Nesse novo tempo de pandemia, de confusão, polarização e pós-verdade de toda natureza, as redes sociais tem cumprido papel extraordinário de vocalização e amplificação das mais diferentes vozes sociais, além de democratizar e igualizar o acesso de variados grupos e temas de toda natureza. Dentre os destaques, salta à vista a amplificação da voz, historicidade e do protagonismo negro. O talento e a habilidade e a crescente audiência, tem resultado no aumento da visibilidade e do debate sobre infindáveis camadas dessa agenda, e, principalmente, na consolidação de milhares de influenciadores negros com seus milhares e milhões de seguidores. O fato ganha relevância frente ao histórico dos negros na mídia. Mesmo quando os interesses mais diversos falaram mais alto, a parte negra da nossa diversidade racial precisou ser escamoteada, fosse com pó de arroz como os primeiros jogadores negros de futebol, fosse com embraquecimento da pele como aconteceu, por exemplo, com nosso icônico Machado de Assis. Da mesma forma, o lugar tradicional do negro na mídia em geral, por muito tempo foi o de serviçais, malandros, marginais, mulatas sexualizadas e as paginas policiais. Sem esquecer o blackface que campeou impunemente no teatro e televisão brasileira.

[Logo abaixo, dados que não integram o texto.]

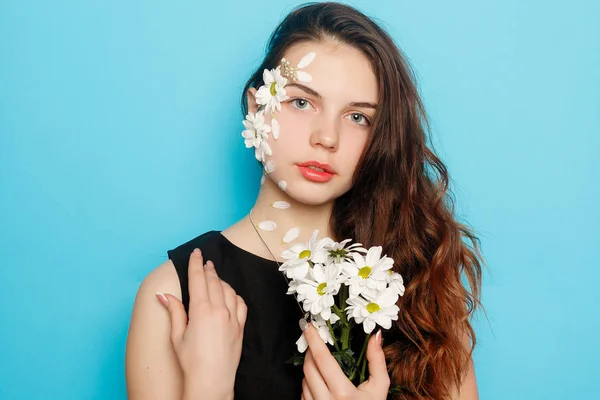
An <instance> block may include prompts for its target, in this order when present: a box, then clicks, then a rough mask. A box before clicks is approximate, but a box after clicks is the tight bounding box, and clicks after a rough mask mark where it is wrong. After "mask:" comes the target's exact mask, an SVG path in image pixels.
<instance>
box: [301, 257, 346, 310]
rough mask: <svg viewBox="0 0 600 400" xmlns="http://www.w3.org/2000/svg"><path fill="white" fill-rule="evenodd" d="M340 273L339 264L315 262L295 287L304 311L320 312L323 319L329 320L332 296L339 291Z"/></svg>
mask: <svg viewBox="0 0 600 400" xmlns="http://www.w3.org/2000/svg"><path fill="white" fill-rule="evenodd" d="M341 273H342V271H341V266H339V265H335V264H330V265H321V264H315V266H314V267H313V268H312V269H311V270H310V271H309V273H308V276H307V277H306V278H304V279H302V280H301V283H300V284H298V287H297V288H296V292H297V293H298V295H299V296H300V295H301V296H302V299H303V303H302V306H303V308H304V311H310V313H311V314H312V315H318V314H320V315H321V317H323V319H325V320H329V318H330V317H331V315H332V314H331V307H332V306H333V304H334V302H335V301H334V299H333V296H335V295H336V294H338V292H339V291H340V286H341V280H340V275H341Z"/></svg>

Juntamente com a democratização das redes os reflexos da luta antirracistas começam a movimentar as preguiçosas engrenagens da comunicação formal, Resultado: ascensão de jornalistas negros na apresentação de telejornais, reportagens, programas musicais e de variedades. A chegada dos negros nas propagandas e a incipiente presença de articulistas e comentaristas negros em importantes veículos escritos e televisados parece indicar o nascimento de um novo normal na relação do negro e da mídia no brasil.

Parece que definitivamente os negros saíram das páginas policiais para engrossarem o caldo dos espaços nobres e cadernos especiais

Parece que definitivamente os negros saíram das páginas policiais do passado para engrossarem o caldo dos espaços nobres, cadernos especiais e matérias de capa do presente, assim como, participar de espaços sensíveis e de poder nos veículos escritos como foi a chegada da filósofa negra Suely Carneiro e do professor negro de Direito Thiago Amparo no Conselho Editorial da Folha de São Paulo. Nunca antes na história do País a agenda e a presença negra haviam chegado tão longe no núcleo duro da mídia brasileira.

O acontecimento por si só tem um componente histórico e simbólico de grande relevância: a eugenia perdeu. Há grande potência para estabelecer um novo paradigma, que poderá ajudar tornar pagina virada, o racismo estrutural e o apagamento da estética negra na comunicação social brasileira.